The Philippines has already proved the scale of demand for digital gaming. PAGCOR reported PHP396.14 billion in gross gaming revenue for 2025, up 6.39% from the previous year. Online and electronic gaming generated PHP201.12 billion and became the largest part of the market.
Online Growth Is No Longer Enough
In the expanding iGaming industry, customer acquisition is no longer the only parameter that operators need to watch. Players need to be verified, funded, monitored, and retained inside systems that regulators can trust.
Industry GGR fell in the first quarter of 2026 to PHP87.60 billion, down 15.87% year-on-year. Electronic gaming revenue dropped by 22.43%, while licensed casinos contributed the largest share of quarterly GGR.
This does not mean the online shift has reversed. It means that digital gaming is now facing the same pressures as a maturing market: softer spending, tighter rules, and operational gaps.
Verification Moves Into the Spotlight
At SiGMA Asia 2026, Laaffic Country Head John Paul Joya focused on telecom infrastructure as an issue that sometimes does not receive sufficient attention. His point was that iGaming and telecoms are developing together in the Philippines.
This relationship has practical implications.

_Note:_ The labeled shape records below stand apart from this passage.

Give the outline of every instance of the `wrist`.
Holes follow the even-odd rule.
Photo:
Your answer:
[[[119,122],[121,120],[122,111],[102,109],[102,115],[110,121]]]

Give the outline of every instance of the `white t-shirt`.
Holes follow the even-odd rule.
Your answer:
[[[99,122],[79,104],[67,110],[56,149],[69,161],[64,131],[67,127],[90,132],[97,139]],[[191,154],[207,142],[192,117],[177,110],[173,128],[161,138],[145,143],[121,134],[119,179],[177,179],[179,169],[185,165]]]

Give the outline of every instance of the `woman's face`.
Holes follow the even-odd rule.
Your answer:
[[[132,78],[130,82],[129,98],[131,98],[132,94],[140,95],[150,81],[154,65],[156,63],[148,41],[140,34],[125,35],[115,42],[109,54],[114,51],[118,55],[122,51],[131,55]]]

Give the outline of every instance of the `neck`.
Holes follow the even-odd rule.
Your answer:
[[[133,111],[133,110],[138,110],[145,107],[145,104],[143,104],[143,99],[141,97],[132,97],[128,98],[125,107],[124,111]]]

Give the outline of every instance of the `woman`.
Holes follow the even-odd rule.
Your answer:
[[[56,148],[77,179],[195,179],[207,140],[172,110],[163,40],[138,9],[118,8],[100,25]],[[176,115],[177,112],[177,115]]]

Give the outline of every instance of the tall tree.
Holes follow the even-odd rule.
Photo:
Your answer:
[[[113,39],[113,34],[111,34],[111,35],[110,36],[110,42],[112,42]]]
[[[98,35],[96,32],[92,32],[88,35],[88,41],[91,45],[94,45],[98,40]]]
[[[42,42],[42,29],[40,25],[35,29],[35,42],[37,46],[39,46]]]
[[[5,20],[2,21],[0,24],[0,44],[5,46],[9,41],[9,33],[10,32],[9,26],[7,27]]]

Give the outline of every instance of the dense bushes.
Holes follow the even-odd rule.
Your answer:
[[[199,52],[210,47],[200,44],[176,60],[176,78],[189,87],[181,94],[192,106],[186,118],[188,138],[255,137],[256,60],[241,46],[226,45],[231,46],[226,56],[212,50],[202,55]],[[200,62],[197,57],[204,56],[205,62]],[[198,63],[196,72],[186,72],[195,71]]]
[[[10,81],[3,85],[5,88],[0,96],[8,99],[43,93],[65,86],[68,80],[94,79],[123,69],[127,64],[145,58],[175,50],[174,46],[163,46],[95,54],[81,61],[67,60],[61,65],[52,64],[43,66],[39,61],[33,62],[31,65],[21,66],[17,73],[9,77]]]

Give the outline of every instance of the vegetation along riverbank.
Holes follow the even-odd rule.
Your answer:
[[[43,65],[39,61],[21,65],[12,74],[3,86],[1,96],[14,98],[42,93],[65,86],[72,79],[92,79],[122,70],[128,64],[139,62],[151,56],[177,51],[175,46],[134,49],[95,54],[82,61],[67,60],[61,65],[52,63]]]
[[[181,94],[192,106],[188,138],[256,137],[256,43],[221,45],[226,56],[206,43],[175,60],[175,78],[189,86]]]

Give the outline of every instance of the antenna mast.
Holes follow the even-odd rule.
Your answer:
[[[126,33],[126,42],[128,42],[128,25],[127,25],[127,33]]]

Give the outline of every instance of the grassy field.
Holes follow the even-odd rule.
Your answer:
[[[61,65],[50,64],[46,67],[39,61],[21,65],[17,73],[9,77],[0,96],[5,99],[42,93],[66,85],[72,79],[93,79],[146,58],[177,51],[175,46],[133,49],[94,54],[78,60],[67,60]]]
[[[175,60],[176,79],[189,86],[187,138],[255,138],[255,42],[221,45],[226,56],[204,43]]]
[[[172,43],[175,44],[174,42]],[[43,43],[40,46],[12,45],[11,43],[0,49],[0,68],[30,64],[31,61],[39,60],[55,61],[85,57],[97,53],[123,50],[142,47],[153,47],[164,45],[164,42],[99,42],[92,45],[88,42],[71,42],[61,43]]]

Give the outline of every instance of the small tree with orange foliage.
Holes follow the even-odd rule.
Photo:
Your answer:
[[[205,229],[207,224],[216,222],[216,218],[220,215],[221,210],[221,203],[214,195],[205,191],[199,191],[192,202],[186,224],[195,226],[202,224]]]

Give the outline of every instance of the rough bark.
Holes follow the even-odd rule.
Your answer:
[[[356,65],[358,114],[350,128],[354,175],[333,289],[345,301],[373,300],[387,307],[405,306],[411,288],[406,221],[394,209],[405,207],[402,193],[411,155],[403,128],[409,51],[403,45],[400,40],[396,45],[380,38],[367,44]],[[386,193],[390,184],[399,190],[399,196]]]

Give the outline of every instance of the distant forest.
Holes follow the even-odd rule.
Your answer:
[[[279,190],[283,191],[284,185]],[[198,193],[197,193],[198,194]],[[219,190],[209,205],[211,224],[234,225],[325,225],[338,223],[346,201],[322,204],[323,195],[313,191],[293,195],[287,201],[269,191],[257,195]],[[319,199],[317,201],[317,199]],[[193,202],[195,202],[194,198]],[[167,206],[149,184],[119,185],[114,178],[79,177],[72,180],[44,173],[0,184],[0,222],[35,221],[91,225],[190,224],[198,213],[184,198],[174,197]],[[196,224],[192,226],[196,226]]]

Gambling websites begin with registration processes. Registration usually requires OTP validation. When an OTP is delivered late, the gambler will leave without making a payment. This could complicate anti-fraud procedures if the system is weak.
For operators, this means that telecom performance becomes a business risk. It may impact conversion, retention, and trust. It may also influence the operator’s ability to maintain good records for KYC and anti-money laundering checks.
Compliance Pressure Reaches the Customer Journey
The regulatory environment is becoming increasingly tough, too. Licensed operators are supposed to upgrade their AML procedures, consumer protection, and responsible gambling measures. This does not only concern the compliance department.
It needs a new structure that should take into account registration, payment transactions, betting habits, and location data. The suspicious activity may occur at any stage of this process. This is why operators require solutions that integrate marketing, payments, risk management, and customer care.
This is when telecom companies and technology firms become more involved. Message delivery is now only part of the role. Tech partners and providers help build the first layer of trust between the player and the platform.
Market Impact
Competition in the Philippines is likely to remain intense. Operators will be competing for the traffic, yet traffic itself will not guarantee profit margins. An inefficient onboarding process can waste advertising money before the player even makes it to the cashier.
For suppliers, the opening is clear. There is a need for stable delivery of OTPs, user validation, more efficient fraud signals, and communication services.